The apostle wholly agrees with the Old Testament law regarding homosexuality, assuring us that God will not accept into His Kingdom those who practice it. Further, in I Timothy 1:8-11, he declares that, "according to the glorious gospel of the blessed God," sodomites are "lawless," "insubordinate," "ungodly," "sinners," "unholy," and "profane." Yet, despite citing the gospel of God, his testimony carries no weight, as he is seen as adding his own Pharisaical prejudices to what Jesus originally delivered.

Only Jesus' own words will do.

So what does He say on this subject? He says nothing explicitly about homosexuality in the gospels, but He does make a significant ruling about marriage. What He says about marriage completely precludes same-sex "marriage." He does this in Matthew 19:3-6:

The Pharisees also came to Him, testing Him, and saying to Him, "Is it lawful for a man to divorce his wife for just any reason?" And He answered and said to them, "Have you not read that He who made them at the beginning ‘made them male and female,' and said, ‘For this reason a man shall leave his father and mother and be joined to his wife, and the two shall become one flesh'? So then, they are no longer two but one flesh. Therefore what God has joined together, let not man separate."

Using this answer as a template, we actually do know what Jesus thinks about same-sex marriage: He is against it. How can we conclude this?

First, notice that both the Pharisees and Jesus share an understanding of marriage as comprising a man and his wife. A binding relationship of any kind other than a man and a woman is not a marriage; it does not fit the formal qualifications of the term.

Second, Christ bases His answer on what was written "at the beginning," that is, in God's original intent in creating mankind: "So God created man in His own image; in the image of God He created him; male and female He created them" (Genesis 1:27). He is, in effect, saying that Christian teaching on marriage, a relationship between a man and a woman, reflects the Bible's original revelation about being in God's image, which Christians are to be conforming to now. Concessions (like Moses' laws regarding divorce) made in the meantime due to Israel's carnality undermined God's original intent.

Third, Jesus further cites Genesis 2:24, "Therefore a man shall leave his father and mother and be joined to his wife, and they shall become one flesh." With both of His scriptural quotations, He implies that God made humanity in two genders for specific reasons, the most obvious of which is to marry and have children (mentioned in Genesis 1:28, "Be fruitful and multiply"). Male-male and female-female unions not only nullify God's purpose of complementary genders producing offspring, but they also cannot even consummate a marriage (becoming one flesh) with the sexual organs specific to each gender functioning as God created them.

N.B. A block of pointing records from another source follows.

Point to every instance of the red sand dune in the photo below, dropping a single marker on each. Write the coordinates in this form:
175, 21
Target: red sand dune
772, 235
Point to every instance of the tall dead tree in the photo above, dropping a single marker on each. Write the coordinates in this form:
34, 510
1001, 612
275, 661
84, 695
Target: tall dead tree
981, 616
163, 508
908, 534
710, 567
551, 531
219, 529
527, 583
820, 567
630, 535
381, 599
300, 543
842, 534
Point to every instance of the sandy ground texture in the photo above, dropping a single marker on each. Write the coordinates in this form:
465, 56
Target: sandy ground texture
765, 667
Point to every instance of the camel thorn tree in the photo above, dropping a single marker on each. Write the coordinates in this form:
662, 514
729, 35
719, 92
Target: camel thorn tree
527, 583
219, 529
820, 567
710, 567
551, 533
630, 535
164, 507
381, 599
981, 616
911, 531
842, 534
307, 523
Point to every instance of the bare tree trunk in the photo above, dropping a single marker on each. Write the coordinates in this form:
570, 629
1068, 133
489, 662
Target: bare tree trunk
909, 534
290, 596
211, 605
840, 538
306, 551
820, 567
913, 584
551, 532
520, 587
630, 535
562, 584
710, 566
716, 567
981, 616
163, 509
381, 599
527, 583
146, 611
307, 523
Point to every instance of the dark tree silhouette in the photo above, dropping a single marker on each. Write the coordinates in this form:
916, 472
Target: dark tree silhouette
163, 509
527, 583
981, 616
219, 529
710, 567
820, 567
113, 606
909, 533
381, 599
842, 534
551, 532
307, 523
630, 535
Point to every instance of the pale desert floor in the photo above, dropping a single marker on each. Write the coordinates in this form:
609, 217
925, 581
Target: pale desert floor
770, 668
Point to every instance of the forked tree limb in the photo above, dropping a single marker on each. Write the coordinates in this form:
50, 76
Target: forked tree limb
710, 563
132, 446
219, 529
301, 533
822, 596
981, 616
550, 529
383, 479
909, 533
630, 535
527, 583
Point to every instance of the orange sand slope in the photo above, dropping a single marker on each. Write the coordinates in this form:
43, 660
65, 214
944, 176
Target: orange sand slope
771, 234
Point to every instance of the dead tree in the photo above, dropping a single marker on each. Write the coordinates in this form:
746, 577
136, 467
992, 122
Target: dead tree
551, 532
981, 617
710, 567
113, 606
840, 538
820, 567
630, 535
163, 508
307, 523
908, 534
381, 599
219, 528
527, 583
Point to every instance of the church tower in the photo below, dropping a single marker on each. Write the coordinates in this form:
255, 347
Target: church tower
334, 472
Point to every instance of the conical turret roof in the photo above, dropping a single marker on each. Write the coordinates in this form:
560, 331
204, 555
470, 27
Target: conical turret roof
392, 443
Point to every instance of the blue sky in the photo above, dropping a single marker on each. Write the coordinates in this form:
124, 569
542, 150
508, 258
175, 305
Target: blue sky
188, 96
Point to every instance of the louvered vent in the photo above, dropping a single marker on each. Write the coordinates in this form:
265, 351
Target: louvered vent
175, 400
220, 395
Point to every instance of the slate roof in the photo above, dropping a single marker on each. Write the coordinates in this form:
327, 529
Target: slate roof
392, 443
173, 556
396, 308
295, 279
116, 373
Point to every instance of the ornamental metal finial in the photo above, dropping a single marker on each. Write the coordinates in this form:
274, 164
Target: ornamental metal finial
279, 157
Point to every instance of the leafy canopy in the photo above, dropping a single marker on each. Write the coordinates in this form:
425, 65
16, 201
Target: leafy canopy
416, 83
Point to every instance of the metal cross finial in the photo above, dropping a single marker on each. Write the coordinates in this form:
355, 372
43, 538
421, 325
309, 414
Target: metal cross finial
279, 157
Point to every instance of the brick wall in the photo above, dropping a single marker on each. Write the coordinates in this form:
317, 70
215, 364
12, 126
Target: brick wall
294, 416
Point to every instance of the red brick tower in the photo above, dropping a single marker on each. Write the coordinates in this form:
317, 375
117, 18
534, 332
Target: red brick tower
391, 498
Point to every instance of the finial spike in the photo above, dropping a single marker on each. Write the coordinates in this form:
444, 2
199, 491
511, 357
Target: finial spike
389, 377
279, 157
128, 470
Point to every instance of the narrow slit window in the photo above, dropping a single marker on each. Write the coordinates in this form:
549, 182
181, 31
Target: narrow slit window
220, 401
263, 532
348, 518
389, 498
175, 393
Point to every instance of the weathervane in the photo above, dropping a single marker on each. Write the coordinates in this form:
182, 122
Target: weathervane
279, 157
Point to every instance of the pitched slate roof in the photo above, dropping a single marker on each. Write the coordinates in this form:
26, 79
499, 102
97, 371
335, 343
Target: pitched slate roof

In the face of God's intent for men and women, Jesus ignores "love," "honesty," or "sincerity," or whether a relationship is "damaging to anyone else." God wants men to marry women, and no amount of emotion or attraction between two people of the same sex is enough to dislodge God's purpose for creating mankind in two genders. Jesus, being God in the flesh, establishes the boundaries of marriage for His followers, and He does not permit same-sex marriage.